Several limitations exist with the current investigation, including the use of a civilian population, and the limited walking sub-sample size. As acknowledged previously, the smaller sub-sample size was chosen for largely practical reasons, although it does match many studies within this area, highlighting issues with underpowered investigations. Future research should attempt to pair reliable and applied cognitive tasks (such as those described herein) with operationally relevant and appropriate physical activity. This in turn will support enhanced applied research as well as enabling a greater focus to be placed on developing mitigation strategies where the greatest mission impact can be obtained.
Acknowledgment
The authors would like to thank the participants for their participation in the current project.
Supplementary Materials
To view supplementary material for this article, please visit http://doi.org/10.1017/exp.2022.11.
Authorship contributions
Research concept and study design: C.V., S.C., S.M., S.B., O.R; Data collection, data and statistical analyses, and writing of the initial manuscript: C.V.; Reviewing/editing final manuscript: C.V., S.C., S.M., S.B., and O.R.

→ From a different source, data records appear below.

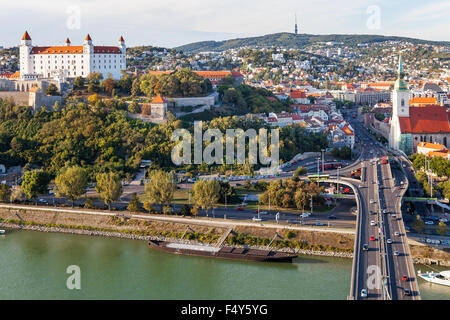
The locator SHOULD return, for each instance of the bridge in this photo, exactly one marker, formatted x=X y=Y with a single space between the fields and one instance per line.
x=382 y=264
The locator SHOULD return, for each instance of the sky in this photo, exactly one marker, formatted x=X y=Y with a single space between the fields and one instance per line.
x=171 y=23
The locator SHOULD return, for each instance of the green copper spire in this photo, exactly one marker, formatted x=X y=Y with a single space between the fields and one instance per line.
x=400 y=84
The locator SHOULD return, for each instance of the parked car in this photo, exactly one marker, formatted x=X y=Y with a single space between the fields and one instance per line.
x=364 y=293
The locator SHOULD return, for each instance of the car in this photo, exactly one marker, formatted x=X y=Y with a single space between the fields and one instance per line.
x=364 y=293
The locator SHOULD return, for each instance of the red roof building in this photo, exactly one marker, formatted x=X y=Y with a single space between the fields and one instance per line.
x=430 y=119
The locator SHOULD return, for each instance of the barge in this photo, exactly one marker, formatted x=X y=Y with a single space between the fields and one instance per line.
x=234 y=253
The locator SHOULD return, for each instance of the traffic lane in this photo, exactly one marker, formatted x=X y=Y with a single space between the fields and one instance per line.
x=399 y=264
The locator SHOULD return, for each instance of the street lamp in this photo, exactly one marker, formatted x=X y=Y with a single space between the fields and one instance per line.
x=323 y=160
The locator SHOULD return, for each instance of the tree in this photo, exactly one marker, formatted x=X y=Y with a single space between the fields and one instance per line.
x=52 y=90
x=442 y=229
x=109 y=187
x=135 y=88
x=194 y=211
x=185 y=210
x=78 y=82
x=35 y=182
x=93 y=99
x=161 y=187
x=206 y=194
x=5 y=193
x=300 y=171
x=419 y=225
x=17 y=195
x=134 y=107
x=135 y=204
x=109 y=85
x=71 y=183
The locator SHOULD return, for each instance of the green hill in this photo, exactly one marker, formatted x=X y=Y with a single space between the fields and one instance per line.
x=291 y=40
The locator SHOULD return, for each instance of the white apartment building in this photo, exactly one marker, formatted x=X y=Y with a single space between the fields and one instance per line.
x=70 y=61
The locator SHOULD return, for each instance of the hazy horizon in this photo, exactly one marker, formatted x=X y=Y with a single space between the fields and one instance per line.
x=173 y=23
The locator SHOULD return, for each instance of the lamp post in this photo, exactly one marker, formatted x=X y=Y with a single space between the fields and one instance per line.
x=323 y=160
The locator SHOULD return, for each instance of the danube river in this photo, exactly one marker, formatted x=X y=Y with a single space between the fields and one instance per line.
x=33 y=265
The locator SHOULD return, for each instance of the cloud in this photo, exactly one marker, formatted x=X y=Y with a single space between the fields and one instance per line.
x=176 y=22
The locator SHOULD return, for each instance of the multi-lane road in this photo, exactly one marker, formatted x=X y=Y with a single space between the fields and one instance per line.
x=382 y=266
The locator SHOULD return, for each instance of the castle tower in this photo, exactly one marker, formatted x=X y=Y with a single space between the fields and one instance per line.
x=88 y=53
x=400 y=96
x=122 y=45
x=296 y=27
x=25 y=59
x=400 y=108
x=159 y=107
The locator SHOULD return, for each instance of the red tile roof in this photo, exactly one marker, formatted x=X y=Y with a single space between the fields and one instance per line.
x=423 y=100
x=298 y=95
x=429 y=119
x=159 y=99
x=26 y=36
x=73 y=49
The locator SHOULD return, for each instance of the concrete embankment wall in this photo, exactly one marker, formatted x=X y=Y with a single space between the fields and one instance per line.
x=105 y=224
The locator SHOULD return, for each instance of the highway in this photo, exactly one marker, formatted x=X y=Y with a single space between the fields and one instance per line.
x=382 y=266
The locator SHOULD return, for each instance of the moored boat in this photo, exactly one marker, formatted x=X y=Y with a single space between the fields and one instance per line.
x=442 y=278
x=234 y=253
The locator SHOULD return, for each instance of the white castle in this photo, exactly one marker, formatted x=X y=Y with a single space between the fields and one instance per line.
x=60 y=62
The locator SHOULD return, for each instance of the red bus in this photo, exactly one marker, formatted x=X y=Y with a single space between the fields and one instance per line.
x=332 y=165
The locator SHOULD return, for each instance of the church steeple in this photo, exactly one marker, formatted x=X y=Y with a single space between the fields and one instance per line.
x=400 y=84
x=400 y=96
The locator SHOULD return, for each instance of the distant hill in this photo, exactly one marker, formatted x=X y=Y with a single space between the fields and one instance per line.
x=291 y=40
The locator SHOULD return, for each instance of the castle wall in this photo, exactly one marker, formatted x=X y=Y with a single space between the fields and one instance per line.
x=20 y=98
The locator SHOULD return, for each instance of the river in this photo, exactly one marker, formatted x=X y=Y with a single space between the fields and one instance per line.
x=33 y=266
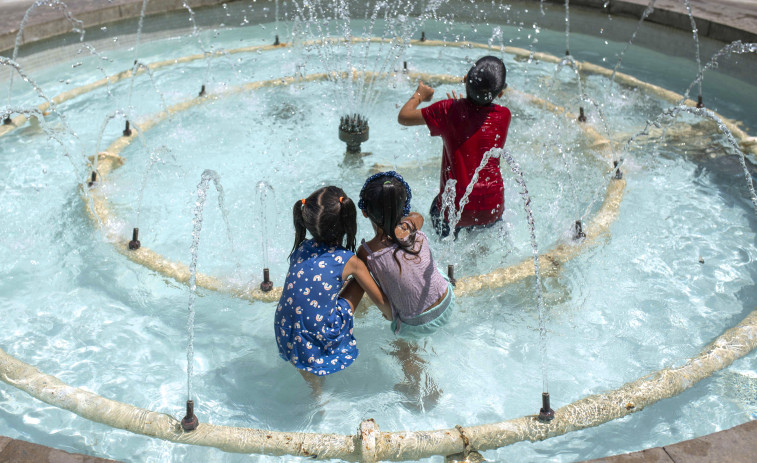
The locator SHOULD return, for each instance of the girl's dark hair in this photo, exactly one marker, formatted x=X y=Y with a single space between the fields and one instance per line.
x=485 y=80
x=329 y=215
x=383 y=201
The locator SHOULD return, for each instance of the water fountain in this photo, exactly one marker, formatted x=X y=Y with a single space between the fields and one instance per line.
x=285 y=142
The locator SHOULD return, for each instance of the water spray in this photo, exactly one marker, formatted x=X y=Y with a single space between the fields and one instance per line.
x=134 y=244
x=267 y=284
x=578 y=231
x=546 y=414
x=451 y=274
x=190 y=421
x=581 y=115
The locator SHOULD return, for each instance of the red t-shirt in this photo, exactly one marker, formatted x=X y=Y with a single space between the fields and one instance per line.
x=469 y=131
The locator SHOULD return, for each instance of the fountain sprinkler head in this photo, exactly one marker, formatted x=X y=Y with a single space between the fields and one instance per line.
x=546 y=414
x=353 y=130
x=618 y=173
x=190 y=422
x=267 y=284
x=578 y=231
x=134 y=244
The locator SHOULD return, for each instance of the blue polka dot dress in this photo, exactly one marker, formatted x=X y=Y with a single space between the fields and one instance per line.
x=313 y=324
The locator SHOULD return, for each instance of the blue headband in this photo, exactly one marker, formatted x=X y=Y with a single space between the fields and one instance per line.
x=391 y=173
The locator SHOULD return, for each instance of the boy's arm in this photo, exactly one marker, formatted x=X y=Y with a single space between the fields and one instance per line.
x=409 y=113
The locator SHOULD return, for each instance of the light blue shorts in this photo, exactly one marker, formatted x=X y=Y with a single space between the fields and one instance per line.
x=418 y=327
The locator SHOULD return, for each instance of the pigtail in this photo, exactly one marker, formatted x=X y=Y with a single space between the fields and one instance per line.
x=299 y=224
x=348 y=218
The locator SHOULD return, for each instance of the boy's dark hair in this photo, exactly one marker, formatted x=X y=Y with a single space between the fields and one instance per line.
x=485 y=80
x=383 y=200
x=329 y=215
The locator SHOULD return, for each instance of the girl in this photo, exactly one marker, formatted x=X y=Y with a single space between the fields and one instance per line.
x=399 y=258
x=313 y=321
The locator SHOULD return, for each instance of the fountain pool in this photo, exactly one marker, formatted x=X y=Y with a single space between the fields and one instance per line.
x=671 y=272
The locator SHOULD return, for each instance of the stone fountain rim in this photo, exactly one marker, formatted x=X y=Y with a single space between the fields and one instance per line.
x=369 y=443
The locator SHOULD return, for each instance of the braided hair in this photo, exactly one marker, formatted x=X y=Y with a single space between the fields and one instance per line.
x=329 y=215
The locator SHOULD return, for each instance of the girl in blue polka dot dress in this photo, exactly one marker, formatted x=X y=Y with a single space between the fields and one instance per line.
x=314 y=317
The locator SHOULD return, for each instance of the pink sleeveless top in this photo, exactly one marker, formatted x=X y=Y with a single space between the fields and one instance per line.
x=419 y=285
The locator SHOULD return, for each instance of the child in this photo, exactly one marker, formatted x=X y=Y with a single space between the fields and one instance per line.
x=399 y=258
x=313 y=321
x=469 y=128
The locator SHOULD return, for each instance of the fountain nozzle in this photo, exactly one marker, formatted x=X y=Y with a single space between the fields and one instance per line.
x=267 y=284
x=190 y=422
x=618 y=173
x=578 y=231
x=546 y=414
x=451 y=274
x=134 y=244
x=353 y=130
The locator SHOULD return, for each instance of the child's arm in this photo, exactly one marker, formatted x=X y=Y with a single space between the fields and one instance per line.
x=410 y=114
x=359 y=271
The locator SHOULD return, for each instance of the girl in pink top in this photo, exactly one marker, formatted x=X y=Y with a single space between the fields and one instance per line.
x=420 y=297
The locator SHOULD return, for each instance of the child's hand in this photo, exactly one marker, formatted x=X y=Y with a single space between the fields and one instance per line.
x=425 y=92
x=454 y=96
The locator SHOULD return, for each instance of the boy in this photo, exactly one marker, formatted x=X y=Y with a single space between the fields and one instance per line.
x=469 y=127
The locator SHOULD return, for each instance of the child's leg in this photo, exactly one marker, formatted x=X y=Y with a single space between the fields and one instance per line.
x=314 y=381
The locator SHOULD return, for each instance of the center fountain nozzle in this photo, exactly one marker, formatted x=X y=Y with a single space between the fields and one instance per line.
x=581 y=115
x=353 y=130
x=451 y=274
x=190 y=422
x=578 y=231
x=546 y=414
x=134 y=244
x=267 y=284
x=618 y=173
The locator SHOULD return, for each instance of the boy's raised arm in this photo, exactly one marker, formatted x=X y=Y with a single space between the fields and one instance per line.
x=409 y=113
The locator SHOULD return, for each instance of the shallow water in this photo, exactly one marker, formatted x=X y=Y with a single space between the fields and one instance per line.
x=637 y=301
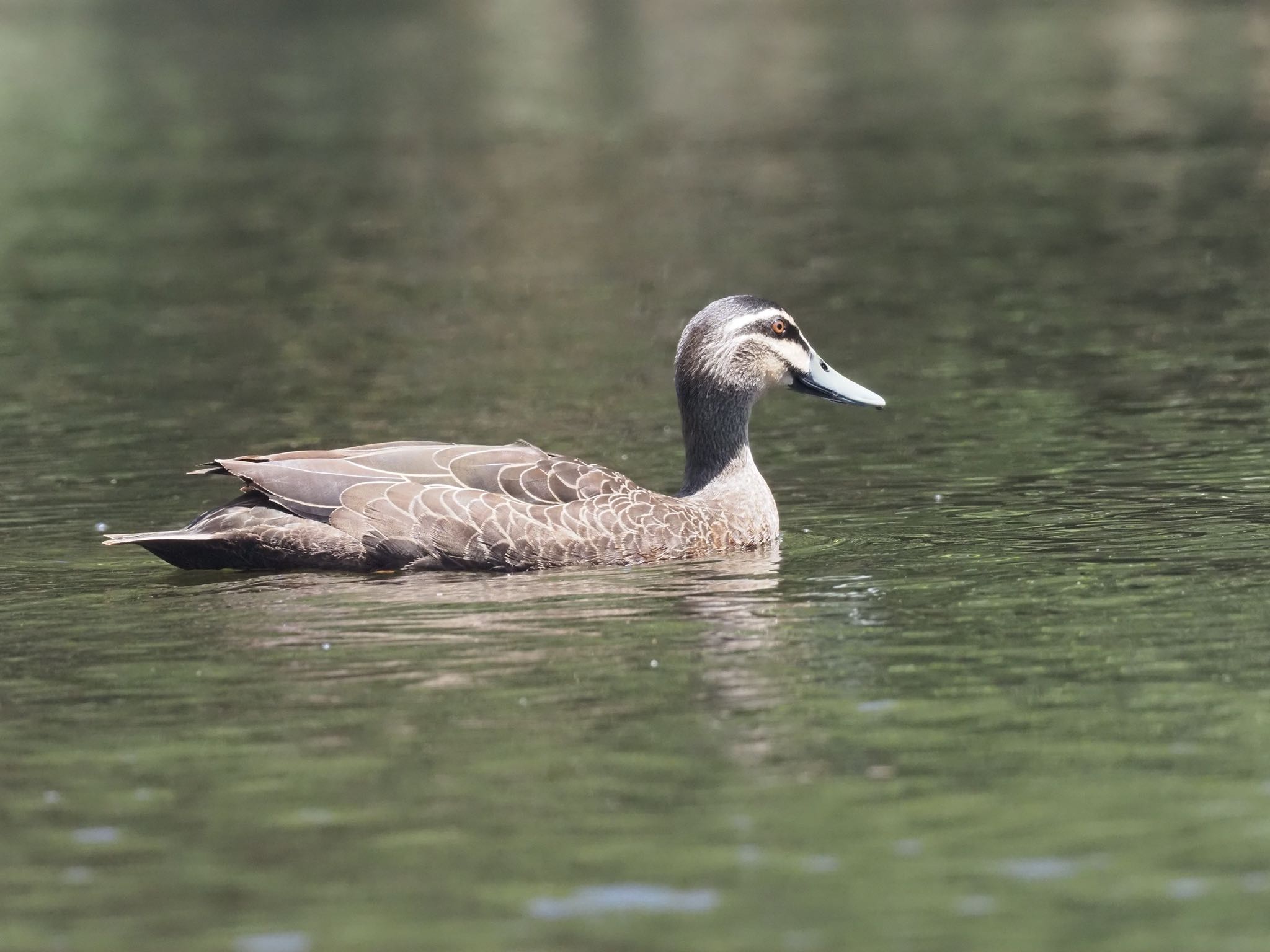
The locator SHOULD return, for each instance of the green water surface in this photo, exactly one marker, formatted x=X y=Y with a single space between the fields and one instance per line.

Data availability statement
The raw data for this project can be viewed at: https://osf.io/jekv8/.
Funding statement
The authors declare no funding was received for this research.
Conflict of interest
The authors have no conflicts of interest to declare.
Comments
Comments to the Author: Dear Authors,
I understand that the current study will be focused on effect of cognitive trials according to two conditions (Part 1 or Part 2) on three separate occasions. There are, however, serious issues regarding extreme small samples, different sample-size for each part’s experiment, poor information on definition of three separate occasions, how to select statistical analyses to clarify the objective of the present study and so on. Especially, I would like to suggest kindly that selection of statistical methodology would be reconsidered to clarify effect of two cognitive trials according to two experimental conditions (Part 1 and Part 2). For instance, if the interactive effect between conditions and occasions for each cognitive trial was examined statistically according to the objective of this study, I would suggest application of the repeated two-way ANOVA to analyze the data collected in this study. Considering the above concerns carefully, I would like to suggest kindly that the manuscript might need to be rewritten after reanalyzing the data.